Monday, August 28, 2006

Happy

“I look like a Holocaust survivor”, my Aunt Zoe, who just finished chemotherapy for liver cancer, says upon her arrival at our family reunion yesterday as we all shake our heads in unison and say, “No, you look fine,” (even though she looks like a very old and very feeble person I have never met) and just-in-time you catch an insurgent cry somewhere between your heart and your throat, which was a few minutes after your sister, a cancer survivor in remission, informed you that her marriage has been slowly dissolving before her eyes for the last two years and she feels helpless to do anything about it, a few hours before your father pours himself his fifth or sixth drink of the day (it was, after all, 3 pm) and shakes his head defeatedly and tells you he can’t talk anymore about certain things with regard to your mother, during which time your entire family and extended family does an admirable job of seemingly not even noticing that your soon-to-be-ex-wife is absent from the reunion for the first time in eleven years, like they never met her and our marriage never happened, which you know they think is the proper and respectful way to handle the situation even though it has the opposite effect of making you feel empty, alone, and invisible.

And you wonder: Is anyone ever happy?

And, as you methodically down your fourth beer of the day, you begin to think about the often palpable, depressing din of the world outside of the picnic table around which the inevitable pain of our personal lives is abreacted through cathartic psychoanalysis of weather patterns and where to buy the best sweet corn: another cousin with a suicidal, psychological disorder, heavily medicated close friends in mid-life crisis, friends of friends that have recently died suddenly—a seemingly endless concentric circle of anguish and disappointment.

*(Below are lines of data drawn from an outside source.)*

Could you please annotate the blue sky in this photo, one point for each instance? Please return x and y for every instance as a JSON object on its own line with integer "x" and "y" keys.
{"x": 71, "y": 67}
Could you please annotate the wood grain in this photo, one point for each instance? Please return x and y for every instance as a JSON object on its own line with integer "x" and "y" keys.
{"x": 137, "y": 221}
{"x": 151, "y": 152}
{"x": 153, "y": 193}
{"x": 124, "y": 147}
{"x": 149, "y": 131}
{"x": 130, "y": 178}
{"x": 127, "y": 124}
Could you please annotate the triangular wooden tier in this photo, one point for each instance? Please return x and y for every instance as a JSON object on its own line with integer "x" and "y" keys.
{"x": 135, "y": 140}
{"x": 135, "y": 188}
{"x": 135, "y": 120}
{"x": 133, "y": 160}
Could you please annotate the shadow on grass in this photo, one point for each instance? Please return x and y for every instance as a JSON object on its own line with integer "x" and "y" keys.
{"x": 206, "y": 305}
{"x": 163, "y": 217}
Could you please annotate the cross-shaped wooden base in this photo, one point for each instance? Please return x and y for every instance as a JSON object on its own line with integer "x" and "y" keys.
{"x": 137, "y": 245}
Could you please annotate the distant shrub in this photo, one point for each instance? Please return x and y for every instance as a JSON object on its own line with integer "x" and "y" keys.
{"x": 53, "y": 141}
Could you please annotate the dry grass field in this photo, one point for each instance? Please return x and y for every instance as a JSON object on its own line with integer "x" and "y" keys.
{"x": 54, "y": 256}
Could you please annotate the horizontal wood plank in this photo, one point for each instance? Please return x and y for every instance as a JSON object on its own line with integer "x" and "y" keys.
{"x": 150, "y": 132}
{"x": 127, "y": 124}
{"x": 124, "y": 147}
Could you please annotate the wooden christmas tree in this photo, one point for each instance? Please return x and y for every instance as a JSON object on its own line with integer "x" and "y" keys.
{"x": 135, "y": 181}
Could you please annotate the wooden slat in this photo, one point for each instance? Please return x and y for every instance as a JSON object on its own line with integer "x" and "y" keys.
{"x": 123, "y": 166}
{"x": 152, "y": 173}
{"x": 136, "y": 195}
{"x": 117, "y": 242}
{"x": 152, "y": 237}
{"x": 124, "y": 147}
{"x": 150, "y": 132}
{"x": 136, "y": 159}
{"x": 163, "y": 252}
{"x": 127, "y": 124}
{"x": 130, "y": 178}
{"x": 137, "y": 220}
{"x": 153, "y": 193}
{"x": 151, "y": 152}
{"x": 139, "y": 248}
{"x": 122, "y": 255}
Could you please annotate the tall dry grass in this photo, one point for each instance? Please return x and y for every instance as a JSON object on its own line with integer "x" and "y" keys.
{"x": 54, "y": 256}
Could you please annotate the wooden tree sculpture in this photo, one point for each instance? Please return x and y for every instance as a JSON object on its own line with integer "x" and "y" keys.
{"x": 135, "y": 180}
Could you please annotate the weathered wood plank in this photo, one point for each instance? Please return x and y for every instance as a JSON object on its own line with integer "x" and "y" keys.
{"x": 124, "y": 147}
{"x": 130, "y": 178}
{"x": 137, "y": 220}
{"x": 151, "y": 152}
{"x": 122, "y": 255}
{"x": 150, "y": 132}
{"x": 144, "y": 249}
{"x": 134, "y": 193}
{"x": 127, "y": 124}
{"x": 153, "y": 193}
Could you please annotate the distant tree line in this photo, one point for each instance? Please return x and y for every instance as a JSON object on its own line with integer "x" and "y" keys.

But then, as the party winds on, you notice while following the meandering conversation of all things ephemeral--as if God has grabbed and turned your head and forced you to look at it--that your Aunt Zoe is still as joyful, friendly, exuberant, and yes, happy, as she has been every year you’ve seen her your entire life.

And you decide that when you get home, and the kids have been tucked snugly into bed, that you will close the door to your room, climb into bed, and let that cry get as far up and out as it needs to go.

But you don’t.

4 Comments:

Blogger Voix said...

Stunning.

6:23 PM  
Blogger x said...

michele sent me and i thank her. you write beautifully.

2:13 AM  
Blogger David said...

Thanks, Chloe. That was nice.

8:03 AM  
Blogger April said...

I understand that, totally. Written perfectly.